PORTFOLIO

Space4Good has collaborated with partners all over the world to work on challenging and impactful projects. Explore a selection of our projects below.

Tip: Click on a marker to go to a project or simply scroll down

 

Bark Beetles

Analysis of past bark beetle monitoring and ways forward

Over the year 2020, Space4Good has monitored forests in Switzerland for bark beetle risks. Bark beetles often target weakened trees by, as the name suggests, breeding between the bark and the wood of the tree. In some cases, even healthy trees suffer from bark beetles, due to the sheer amount of bark beetles overwhelming the tree's defences. Outbreaks seriously impact the lumber industry, water quality, fish and wildlife and property values.

Bark beetles breed between bark and wood

Beetles affect lumber industry, water quality, wildlife and property value

Space4Good used two risk models that classify the area in 7 risk levels; 1 being very low risk and 7 being high risk. Both models use a combination of Sentinel-2 imagery, soil information, weather data and forest conditions. 

The first model, which was conducted during the season, takes all parameters into account, with a heavy emphasis on soil characteristics. The model resulted in a classification where the largest area is classified as risk level 1 and the largest number of outbreaks are classified in risk level 7, as one would expect.

The second model focused more on parameters as described in scientific literature. The results are less clustered than the first model, but get pixelated and require aggregation based on pixels with the same value. This makes it easier to see high-risk level areas and visit them.

In the future, the models will be improved to prevent overlooked outbreaks by adding Sentinel-1 imagery and shifting to a more data-based approach.

 

Biomass Estimation

Remote sensing based biomass estimation

Biomass estimations using remote sensing provided unlimited opportunities. Carbon sequestration monitoring, carbon credit markets, predictions. Space4Good has applied two distinct approaches to ascertaining biomass in selected projects in Southeast Asia, Africa, and South America. But how do we do it? Using two approaches for biomass estimation in three different plots in Indonesia, Kenya and Brazil, we were able to make the decision for the most accurate. 

The first approach utilizes drone imagery, RGB photos, and Google Earth imagery on which we apply an object detection algorithm to identify individual trees. Based on this tree and the various size clusters determined by the algorithm,  biomass for the entire plot could be calculated. This first approach turned out to be too inaccurate to use in different plots, due to differences in tree species, age, and structure.

First approach

The second approach used a generic biomass algorithm, which requires specific tree data inputs Coupled with a deep-dive investigation of species metrics, we were able to then apply the algorithm to ascertain an above-ground biomass estimation. The final estimate uses a weighted average of the biomass depending on the area covered by each species.

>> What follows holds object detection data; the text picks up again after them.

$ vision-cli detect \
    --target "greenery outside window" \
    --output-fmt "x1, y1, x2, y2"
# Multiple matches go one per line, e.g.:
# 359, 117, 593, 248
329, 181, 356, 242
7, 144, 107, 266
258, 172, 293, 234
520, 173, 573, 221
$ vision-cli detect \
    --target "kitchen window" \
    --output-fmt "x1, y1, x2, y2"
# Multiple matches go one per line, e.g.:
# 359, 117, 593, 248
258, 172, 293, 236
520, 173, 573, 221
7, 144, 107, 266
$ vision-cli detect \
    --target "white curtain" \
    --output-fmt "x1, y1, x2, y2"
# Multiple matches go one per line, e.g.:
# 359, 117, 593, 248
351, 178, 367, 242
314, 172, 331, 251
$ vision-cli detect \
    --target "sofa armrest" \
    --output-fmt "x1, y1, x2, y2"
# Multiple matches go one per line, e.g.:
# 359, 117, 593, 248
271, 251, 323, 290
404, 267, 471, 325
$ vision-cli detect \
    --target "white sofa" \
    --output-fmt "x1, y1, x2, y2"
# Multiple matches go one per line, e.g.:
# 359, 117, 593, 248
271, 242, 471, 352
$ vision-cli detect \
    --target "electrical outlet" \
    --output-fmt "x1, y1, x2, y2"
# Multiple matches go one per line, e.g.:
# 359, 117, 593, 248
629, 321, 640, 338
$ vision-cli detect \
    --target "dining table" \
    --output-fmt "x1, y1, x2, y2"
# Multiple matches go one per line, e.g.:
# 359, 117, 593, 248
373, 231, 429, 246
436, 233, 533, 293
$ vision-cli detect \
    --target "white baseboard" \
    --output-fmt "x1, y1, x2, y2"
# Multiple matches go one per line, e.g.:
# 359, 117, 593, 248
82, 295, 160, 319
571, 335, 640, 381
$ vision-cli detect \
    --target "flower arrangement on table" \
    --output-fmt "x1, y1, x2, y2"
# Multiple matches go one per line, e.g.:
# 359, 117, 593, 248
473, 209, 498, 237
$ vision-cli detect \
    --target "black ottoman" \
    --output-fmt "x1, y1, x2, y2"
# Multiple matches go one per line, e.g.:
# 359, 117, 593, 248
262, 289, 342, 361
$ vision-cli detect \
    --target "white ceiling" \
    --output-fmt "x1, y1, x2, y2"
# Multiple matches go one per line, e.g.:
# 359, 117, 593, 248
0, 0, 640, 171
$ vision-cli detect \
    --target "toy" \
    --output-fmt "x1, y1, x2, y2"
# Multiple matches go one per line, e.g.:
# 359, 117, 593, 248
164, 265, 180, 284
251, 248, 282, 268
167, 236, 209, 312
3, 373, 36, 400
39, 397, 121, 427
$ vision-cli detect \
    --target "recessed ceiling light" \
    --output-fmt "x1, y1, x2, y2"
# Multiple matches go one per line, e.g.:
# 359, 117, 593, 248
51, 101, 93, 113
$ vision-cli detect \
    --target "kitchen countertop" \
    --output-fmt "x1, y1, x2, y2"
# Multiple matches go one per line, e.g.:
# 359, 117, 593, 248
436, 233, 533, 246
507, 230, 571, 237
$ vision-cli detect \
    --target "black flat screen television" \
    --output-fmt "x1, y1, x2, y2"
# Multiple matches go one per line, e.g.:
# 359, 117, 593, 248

Although both approaches have their inaccuracies to start, these will decrease as reference plots and training data are input into the system, improving the AI-based algorithm.

Second approach

 

Carter Center

Using satellite imagery to verify, assess and monitor the consequences of military conflict

In 2020, Space4Good met with the Carter Center at the Data for Peace & Security Conference in The Hague. We connected over remote sensing and geospatial analysis to monitor and support conflict resolution in war-torn regions. It was then that we saw major potential and proposed potential solutions in how to support assessing the consequences of military conflict by providing remote sensing-based insights and increasing transparency. Carter Center agreed and we started our project focused on the Al Bab District and Harim District in Syria.

Using change detection analyses to assess damage to buildings and neighborhoods as a proxy for remaining explosive weapons, Space4Good. Optical change detection and multi-spectral change mapping using Sentinel 1 and Sentinel 2 data were used in conjunction with optical artificial intelligence algorithms to identify buildings. Then, combined with filtering out seasonal fluctuations and noise, we were able to detect small-scale changes during and after bombardment events. Further combining these with land use classification mapping, more accurate results could be had. 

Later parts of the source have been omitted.